As a young adult just entering into the working world, I was idealistic, full of zest for life and had huge dreams and aspirations on what I could have done with my newfound knowledge. At one point, I even had the idea of “revolutionising” the industry! I was excited about what I intend to accomplish so what people said fell on deaf ears.
Fast forward to today, the critics and sceptics were right and I was wrong. When I took a close hard look at my job scope, I am just an insurance salesman for a huge multinational company.
I have to admit, the cold hard truth hurts.
Do I see this as a failure? Definitely yes.
But throughout this process, I’ve learned a lot and below are three of the greatest takeaways I’ve gained after leaving the financial industry:
#1: The Importance of Financial Planning
As the famous adage goes, “if you fail to plan, you plan to fail” and this is the same for our finances.
Many of us put in the time and effort to plan for our career, family, relationships, goals and dreams in life but few actually sit down and look into personal financial planning.
Maybe it’s a cultural thing, like a taboo to talk about money over the dinner table.

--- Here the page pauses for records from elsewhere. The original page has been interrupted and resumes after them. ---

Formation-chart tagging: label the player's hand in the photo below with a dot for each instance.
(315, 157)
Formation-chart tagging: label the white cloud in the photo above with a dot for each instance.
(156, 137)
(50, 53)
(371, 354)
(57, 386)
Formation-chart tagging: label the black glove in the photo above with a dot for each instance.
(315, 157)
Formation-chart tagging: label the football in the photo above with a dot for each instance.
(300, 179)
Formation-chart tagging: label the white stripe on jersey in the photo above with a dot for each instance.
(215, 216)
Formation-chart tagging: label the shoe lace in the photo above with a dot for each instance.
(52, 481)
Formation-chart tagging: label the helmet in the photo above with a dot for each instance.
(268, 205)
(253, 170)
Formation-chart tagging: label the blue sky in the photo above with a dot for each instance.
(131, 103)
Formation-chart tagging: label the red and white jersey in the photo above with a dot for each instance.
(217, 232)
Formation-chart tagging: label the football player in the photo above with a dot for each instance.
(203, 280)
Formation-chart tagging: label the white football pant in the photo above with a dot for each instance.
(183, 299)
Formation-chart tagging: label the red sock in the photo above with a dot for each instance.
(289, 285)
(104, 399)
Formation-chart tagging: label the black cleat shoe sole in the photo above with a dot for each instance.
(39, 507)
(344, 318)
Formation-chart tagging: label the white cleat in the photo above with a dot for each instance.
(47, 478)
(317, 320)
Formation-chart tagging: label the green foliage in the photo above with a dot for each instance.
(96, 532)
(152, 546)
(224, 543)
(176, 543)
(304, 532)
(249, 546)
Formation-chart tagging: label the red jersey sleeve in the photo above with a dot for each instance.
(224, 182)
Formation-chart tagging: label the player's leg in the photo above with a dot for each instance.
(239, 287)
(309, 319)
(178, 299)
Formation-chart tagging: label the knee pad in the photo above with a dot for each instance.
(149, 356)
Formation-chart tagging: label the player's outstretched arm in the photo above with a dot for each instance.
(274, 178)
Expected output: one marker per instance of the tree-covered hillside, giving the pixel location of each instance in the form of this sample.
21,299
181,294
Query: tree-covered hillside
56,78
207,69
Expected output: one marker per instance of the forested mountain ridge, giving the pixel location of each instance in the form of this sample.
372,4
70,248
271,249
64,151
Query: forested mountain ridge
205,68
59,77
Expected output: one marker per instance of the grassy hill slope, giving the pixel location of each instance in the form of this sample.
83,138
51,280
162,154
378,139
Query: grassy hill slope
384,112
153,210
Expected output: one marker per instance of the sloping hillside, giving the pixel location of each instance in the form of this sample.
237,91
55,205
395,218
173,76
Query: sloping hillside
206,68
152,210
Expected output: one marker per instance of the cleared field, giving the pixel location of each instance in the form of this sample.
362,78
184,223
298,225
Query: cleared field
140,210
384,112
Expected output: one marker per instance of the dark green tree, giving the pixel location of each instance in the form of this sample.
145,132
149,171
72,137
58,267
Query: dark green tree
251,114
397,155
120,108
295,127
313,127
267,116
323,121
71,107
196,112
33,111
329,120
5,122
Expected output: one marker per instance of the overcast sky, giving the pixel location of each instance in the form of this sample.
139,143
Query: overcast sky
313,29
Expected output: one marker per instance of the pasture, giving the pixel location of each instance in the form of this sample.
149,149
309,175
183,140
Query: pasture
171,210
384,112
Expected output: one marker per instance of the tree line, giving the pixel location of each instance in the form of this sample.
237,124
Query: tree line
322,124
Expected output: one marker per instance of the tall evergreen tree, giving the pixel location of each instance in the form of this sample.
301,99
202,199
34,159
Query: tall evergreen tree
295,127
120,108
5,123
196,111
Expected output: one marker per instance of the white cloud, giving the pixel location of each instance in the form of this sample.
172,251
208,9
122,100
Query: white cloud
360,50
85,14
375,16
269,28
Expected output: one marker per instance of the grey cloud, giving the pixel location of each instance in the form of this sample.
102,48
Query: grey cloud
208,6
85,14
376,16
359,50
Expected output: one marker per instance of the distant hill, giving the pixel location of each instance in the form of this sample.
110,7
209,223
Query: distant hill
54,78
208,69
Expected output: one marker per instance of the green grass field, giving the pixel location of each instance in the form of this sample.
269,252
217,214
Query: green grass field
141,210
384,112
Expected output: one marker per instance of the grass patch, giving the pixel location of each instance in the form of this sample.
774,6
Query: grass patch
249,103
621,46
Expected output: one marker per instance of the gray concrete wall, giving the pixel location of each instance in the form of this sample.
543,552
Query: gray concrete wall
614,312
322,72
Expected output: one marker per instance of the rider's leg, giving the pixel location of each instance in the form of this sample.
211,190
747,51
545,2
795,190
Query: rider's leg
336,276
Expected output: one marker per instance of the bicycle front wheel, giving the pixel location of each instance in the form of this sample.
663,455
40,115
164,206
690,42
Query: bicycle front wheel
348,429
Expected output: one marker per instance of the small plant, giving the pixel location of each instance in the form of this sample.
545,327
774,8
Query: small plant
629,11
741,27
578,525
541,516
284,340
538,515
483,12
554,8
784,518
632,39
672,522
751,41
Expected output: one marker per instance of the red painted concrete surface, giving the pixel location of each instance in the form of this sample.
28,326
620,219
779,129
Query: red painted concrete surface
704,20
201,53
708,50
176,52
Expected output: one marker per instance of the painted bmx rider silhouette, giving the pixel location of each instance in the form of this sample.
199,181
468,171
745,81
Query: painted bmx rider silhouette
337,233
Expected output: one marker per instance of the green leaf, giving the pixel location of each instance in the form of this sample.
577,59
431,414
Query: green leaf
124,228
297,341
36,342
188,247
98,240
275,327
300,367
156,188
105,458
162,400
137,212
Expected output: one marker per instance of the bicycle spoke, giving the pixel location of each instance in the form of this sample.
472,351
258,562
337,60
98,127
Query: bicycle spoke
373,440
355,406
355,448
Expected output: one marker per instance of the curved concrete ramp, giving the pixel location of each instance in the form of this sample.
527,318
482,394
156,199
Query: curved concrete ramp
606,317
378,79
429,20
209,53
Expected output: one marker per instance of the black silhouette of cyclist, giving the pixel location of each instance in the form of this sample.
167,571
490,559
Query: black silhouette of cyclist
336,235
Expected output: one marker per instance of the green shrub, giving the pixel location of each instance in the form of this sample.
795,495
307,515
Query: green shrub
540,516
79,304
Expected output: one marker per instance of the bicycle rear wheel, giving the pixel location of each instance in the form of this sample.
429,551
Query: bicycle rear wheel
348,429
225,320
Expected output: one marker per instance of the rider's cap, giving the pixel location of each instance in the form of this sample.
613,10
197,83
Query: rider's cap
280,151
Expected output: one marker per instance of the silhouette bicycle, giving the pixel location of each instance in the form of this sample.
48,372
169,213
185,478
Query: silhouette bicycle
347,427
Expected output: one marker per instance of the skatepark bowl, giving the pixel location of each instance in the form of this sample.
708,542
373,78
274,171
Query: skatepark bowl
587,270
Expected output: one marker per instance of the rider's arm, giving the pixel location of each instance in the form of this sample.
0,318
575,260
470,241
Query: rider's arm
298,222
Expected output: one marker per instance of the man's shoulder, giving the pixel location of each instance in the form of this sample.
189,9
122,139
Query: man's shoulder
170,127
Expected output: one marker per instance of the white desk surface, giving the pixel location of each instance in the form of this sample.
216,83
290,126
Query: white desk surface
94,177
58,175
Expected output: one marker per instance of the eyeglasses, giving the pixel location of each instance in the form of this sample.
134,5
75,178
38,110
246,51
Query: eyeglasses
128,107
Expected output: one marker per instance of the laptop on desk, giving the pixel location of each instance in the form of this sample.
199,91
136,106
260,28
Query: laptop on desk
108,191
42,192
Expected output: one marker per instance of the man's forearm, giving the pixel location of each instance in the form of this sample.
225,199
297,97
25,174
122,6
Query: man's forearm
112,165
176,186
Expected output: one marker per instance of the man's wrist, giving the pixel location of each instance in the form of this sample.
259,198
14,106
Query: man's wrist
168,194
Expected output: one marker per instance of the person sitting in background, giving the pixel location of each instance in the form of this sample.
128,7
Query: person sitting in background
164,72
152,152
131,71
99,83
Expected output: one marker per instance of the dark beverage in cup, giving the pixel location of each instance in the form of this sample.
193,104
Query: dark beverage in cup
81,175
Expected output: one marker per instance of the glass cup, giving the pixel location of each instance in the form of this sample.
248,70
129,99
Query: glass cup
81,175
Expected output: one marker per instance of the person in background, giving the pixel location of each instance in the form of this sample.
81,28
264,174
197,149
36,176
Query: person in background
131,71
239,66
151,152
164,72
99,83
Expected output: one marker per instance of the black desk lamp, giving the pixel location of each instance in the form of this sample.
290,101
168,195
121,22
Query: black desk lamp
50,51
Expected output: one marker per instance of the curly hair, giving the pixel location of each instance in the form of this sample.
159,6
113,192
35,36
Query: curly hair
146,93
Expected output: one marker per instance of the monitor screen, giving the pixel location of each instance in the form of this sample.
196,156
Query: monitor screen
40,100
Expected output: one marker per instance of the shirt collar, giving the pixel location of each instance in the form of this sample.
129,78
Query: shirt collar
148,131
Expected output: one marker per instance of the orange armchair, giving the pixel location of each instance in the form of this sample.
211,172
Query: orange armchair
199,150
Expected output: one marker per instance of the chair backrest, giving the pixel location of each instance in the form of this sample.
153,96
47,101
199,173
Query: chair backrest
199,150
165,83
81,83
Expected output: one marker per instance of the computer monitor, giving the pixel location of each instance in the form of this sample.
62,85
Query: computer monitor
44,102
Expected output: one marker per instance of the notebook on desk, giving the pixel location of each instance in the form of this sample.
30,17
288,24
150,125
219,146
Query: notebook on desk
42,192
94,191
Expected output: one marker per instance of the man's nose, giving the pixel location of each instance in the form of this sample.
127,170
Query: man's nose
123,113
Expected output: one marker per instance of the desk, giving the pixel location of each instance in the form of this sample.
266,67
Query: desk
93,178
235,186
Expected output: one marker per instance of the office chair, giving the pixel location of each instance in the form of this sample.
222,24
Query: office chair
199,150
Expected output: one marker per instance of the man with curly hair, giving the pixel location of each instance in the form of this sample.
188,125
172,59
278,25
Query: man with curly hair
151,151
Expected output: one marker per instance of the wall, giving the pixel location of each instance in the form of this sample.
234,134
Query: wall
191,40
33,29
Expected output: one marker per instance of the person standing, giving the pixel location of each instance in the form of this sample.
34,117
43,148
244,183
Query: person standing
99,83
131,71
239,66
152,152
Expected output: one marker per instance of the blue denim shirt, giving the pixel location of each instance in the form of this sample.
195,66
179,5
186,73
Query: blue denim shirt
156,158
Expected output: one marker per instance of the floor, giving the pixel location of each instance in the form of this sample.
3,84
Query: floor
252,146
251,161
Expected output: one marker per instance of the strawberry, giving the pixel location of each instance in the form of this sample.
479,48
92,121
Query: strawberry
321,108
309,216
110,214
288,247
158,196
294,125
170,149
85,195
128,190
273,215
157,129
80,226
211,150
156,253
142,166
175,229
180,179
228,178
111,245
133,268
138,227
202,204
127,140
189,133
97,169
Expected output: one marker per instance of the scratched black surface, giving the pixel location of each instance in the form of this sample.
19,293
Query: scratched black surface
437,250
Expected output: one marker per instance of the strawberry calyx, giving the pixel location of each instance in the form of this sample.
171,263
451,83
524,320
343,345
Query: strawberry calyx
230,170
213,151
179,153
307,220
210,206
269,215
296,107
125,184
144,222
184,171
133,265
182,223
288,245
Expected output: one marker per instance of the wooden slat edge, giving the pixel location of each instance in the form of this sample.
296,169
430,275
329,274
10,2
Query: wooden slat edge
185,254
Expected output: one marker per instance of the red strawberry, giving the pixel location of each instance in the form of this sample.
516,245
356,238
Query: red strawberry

Or probably we weren’t brought up being taught about financial literacy.
Whatever the reason may be, financial planning is the cornerstone in which we build the rest of our lives upon. Being equipped with the skill set of helping others plan their finances over the years has taught me a thing or two about planning for mine as well.
#2: Death is the Greatest Equaliser
“Nothing is certain in life except for one thing, that all of us will die one day”. As blunt or crude as it sounds, this is one of the many facts in life.
Death is the greatest equaliser and helps put things into perspective. It doesn’t matter who you are, what your background is or where you come from, all of us will eventually reach the same destination.
This gives me confidence when I speak, knowing that I don’t have to feel inferior to someone else. It also keeps my ego in check and reminds me that all of us are equal in the eyes of nature.
#3: Focus on What’s Most Important to You
As a life insurance salesman, talking about death to prospects and clients on a daily basis got me thinking on the things that matter most to me in life.
“If today were my last day here on this earth, will I die a happy man?”
“If I only had three months to live, will I be doing what I am doing today?”
I’m not sure if you can relate but as I grow older, I become more self conscious about how people see me, what I’m expected to do and achieve at my age, what society expects of me etc.. and the list goes on. Self doubt slowly creeps in and I always think twice, if not even three times before doing anything.
However, the greatest fear that I have is not of failure but to come to the end of my life realising that I haven’t truly lived. This was the main epiphany that gave me the final push to put myself out there and give it my all again.
Moving forward, I intend to pick up from where I left off three years ago, keeping in mind what I’ve learned through this journey as important life lessons.
For those of you who are still in this profession, you have my upmost respect. I hope this article can give you some conversational pointers with your prospects and clients.
I’d like to end off with a quote from Mark Twain that says,
“Twenty years from now you will be more disappointed by the things that you didn’t do than by the ones you did so. So throw off the bowlines. Sail away from the safe harbour. Catch the trade winds in your sails. Explore. Dream. Discover.”
In the busyness of life, don’t get caught up with things that are urgent and overlook what is truly important to you.
Oftentimes, you won’t regret the things you’ve done but will regret the things you didn’t do when you had the chance.